ALBANY -- Ward II Commissioner and Mayoral Candidate Dorothy Hubbard told reporters Friday that she believes the city commission should take a more aggressive approach at bringing down the blighted Heritage House hotel and should dedicate its newest attorney to focus on the court battle.
Hubbard, who has made demolition of blighted properties the cornerstone of her campaign for mayor, said Friday that the people want the eyesore on Oglethorpe to come down and that the commission should do everything in its power to do that.
"That's why I think we need to pick an attorney from our staff to be a special prosecutor ... to focus on this, and push it through so that we can be done with this. The people I've talked to want this building to be demolished."

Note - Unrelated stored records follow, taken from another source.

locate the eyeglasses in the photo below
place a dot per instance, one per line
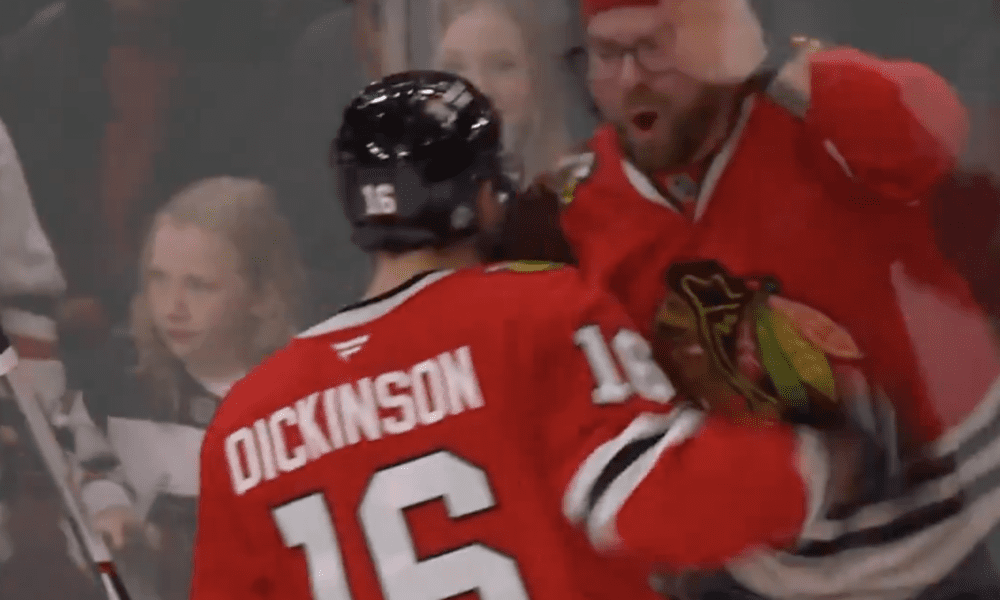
(653, 54)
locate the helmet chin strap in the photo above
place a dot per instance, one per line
(512, 156)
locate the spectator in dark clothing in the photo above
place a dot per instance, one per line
(966, 217)
(116, 104)
(326, 70)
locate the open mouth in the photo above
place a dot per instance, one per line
(645, 120)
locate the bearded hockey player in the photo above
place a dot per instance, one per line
(444, 435)
(810, 175)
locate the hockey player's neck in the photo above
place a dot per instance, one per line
(393, 270)
(221, 366)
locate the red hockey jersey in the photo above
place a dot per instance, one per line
(825, 202)
(443, 438)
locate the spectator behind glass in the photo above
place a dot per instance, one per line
(492, 43)
(220, 289)
(115, 105)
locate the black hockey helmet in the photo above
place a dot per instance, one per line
(411, 156)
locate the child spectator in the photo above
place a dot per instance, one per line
(220, 285)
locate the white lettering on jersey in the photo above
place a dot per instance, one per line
(391, 403)
(428, 392)
(287, 460)
(405, 417)
(240, 445)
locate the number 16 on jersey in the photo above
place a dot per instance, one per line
(306, 523)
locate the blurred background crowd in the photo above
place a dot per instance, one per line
(176, 221)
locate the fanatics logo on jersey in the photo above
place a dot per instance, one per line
(573, 170)
(345, 350)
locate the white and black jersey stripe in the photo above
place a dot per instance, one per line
(611, 473)
(615, 469)
(8, 356)
(896, 548)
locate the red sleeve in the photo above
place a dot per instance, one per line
(658, 479)
(896, 127)
(225, 563)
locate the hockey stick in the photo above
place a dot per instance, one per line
(59, 470)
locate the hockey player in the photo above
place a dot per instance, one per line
(444, 435)
(810, 173)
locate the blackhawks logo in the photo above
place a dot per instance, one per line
(572, 171)
(725, 338)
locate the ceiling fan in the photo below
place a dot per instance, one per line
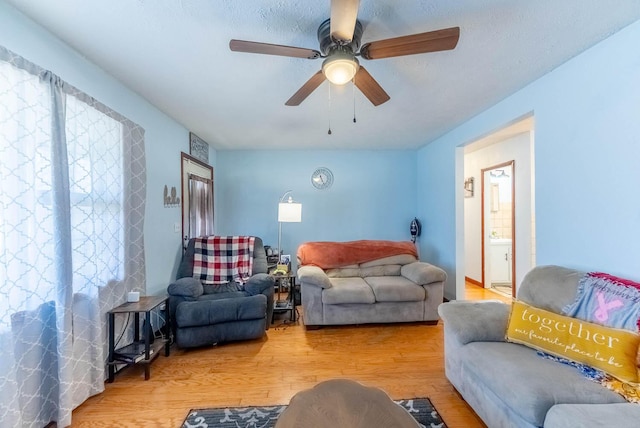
(339, 39)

Specifically, Hubbard said that the city's newest assistant city attorney, Schimere Chisholm, should be designated as special counsel and focus solely on the legal issues of bringing the structure down.
The city came out on the winning end of a court decision earlier this year when Chief Municipal Court Judge Willie Weaver ruled that the property was a danger to the public health and safety and ordered owner Romeo Comeau to demolish it within six months.
If he couldn't get it done in that time frame, Weaver ordered the city to step in and demolish the property and put a lien for the cost of the work on the property.
Comeau has appealed that decision to superior court where it is working its way through the legal process.
On May 17, Comeau, through his attorney, filed a petition for equitable relief, asking the court to permanently block any attempt by the city to demolish the property and make the city bear the responsibility for the property because he said it was the city's planning department that allowed the building to fall into the state it's in when it granted a permit for the previous owner, Marvin Baptiste, to do work on the building.
Comeau contends that if the city hadn't granted Baptiste a permit, Baptiste wouldn't have disturbed the asbestos in the building and made it a "hardship" to repair or demolish the building.
Comeau is asking Judge Stephen Goss for a jury trial to determine the fate of the building.
If the city is able to demolish the property, it likely won't be cheap -- estimates range from $500,000 to $1 million. But Hubbard said that as a commissioner and, if elected mayor, she would write the check to bring it down "because that's the will of the people."